The Australian however, did cover it.

I have watched the Khaled Mashal interview which borders on the Monty Pythonesque. If it didn’t involve a terrorist organisation bent on committing genocide it would almost be comical. He declared, “We do not target civilians, and we try most of the time to aim at military targets and Israeli bases… But we admit that we have a problem. We do not have sophisticated weapons. We do not have the weapons available to our enemy … so aiming is difficult. We do promise you, though, that we will try in the future and we will warn people … We have given warnings to Israeli civilians. We promise that if we get more precise weapons, we will only target military targets.”

Spare me please!

Sadly, this madman’s words will no doubt be lapped up by his followers in the west, on the hard right and left, by the supporters of the jihadi movement and their willing media helpers who continue to perpetuate the lie that Hamas rockets are not deadly but rather simply homemade, rusty and inaccurate contraptions. But this is not 2005, this is 2014. A rocket that can reach Tel Aviv, or even as far as Haifa, is not manufactured in some backyard in Gaza. The shipments of dangerous weapons that Israel has intercepted en route to Gaza are clear evidence of the power of these weapons. They are mostly manufactured in Iran and financed by the corrupt government of Qatar.

With the ceasefire well and truly over, and rockets being fired as I type, the end to this current round of fighting seems nowhere in sight.

Emily Gian is the Israel Advocacy Analyst at the Zionist Federation of Australia and a PhD Candidate in Israeli Literature at the University of Melbourne

 

Comments

One Response to “Media misfires, truth a casualty…writes Emily Gian”
  1. Aaron Hamm says:

    The rockets kill three Israeli civilians a year on average, and you want me to believe it’s some credible threat to the country?

    Fireworks explosions in the US kill more people per year than rocket explosions in Israel.

    As for the kidnapping, the story hasn’t really changed: people involved with Hamas did things without working under the orders of Hamas. Your quote is out of context and intended to manipulate the conversation.

    That’s horrible to hear about the death of Daniel. Do you know the names and stories of any of the almost 500 children killed by Israeli rockets fired into Gaza?

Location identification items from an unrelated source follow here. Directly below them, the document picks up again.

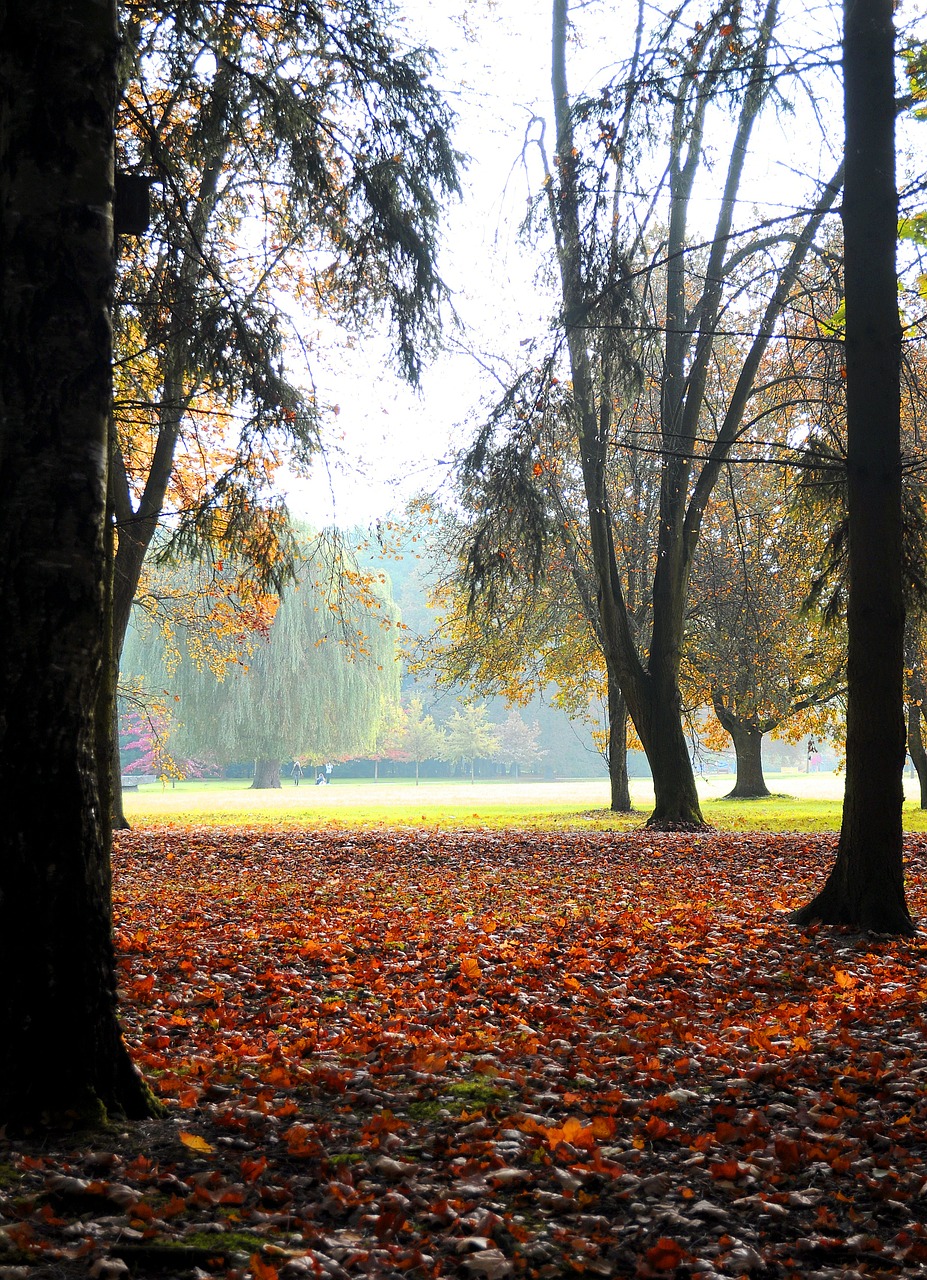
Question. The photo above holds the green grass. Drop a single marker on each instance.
(802, 803)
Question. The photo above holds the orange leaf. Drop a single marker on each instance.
(261, 1270)
(665, 1255)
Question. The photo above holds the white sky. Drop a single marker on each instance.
(387, 442)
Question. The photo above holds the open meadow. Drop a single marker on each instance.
(800, 801)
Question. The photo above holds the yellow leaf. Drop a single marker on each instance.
(195, 1142)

    The real failure here isn’t the media, it’s Israeli hasbera. And thank god for that; the US has no national interest in handing Israel hundreds of millions of dollars so a bunch of zionists can realize their utopian dream of a jewish state (huh… a racially pure state… rings a bell…).

    When the speaker of the Israeli parlement and a member of the ruling party is activly calling for concentration camps and extermination. Man… Israel is sick, and it’s not the Palestinians causing the illness.